The Better Business Bureau's system of rating companies is being criticized by the Connecticut Attorney General's as being not much better than a "pay-to-play" scheme that rewards companies that pay BBB dues with higher scores - and punishes those that don't with lower ones. And tonight, an ABC News investigation that airs on 20/20 looks deeper into those allegations.
In a demand letter sent to the BBB on Thursday, Richard Blumenthal's office, while acknowldeging that the BBB has "a long and laudable history of consumer advocacy", says that the BBB's system of giving higher scores to companies that pay anywhere from $450-$5,000 in the state of Connecticut for membership - is "potentially harmful and misleading to consumers". He says that businesses that pay dues receive four extra points that non-BBB businesses don't receive.
He also expressed concern that the BBB has granted "good-business awards based on inadequate research and judging criteria." He cited an instance where a Connecticut business was awarded the BBB's torch award and then soon after filed for bankruptcy and was criminally prosecuted. The AG thinks that the BBB lacks the manpower to properly investigate the companies it rates.

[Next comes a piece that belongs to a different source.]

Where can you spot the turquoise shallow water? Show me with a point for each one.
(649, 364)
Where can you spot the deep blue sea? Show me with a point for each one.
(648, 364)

The ABC investigation describes a group of Los Angeles business owners who - unhappy with the BBB -tried to prove just that. After paying $425 to the Better Business Bureau the owners were able to obtain an A minus grade for a non-existent company called Hamas, named after the Middle Eastern terror group.
In a statement the BBB sent us today: "We disagree with his (Blumenthal's) characterization that BBB does not adequately disclose the fact that Accredited Businesses financially support BBB. However, we are always interested in hearing from our partners in consumer advocacy and are pleased to accept constructive feedback from his office and other consumer advocates. We have made good progress in working with his office on these issues, and anticipate that we will satisfactorily address his concerns."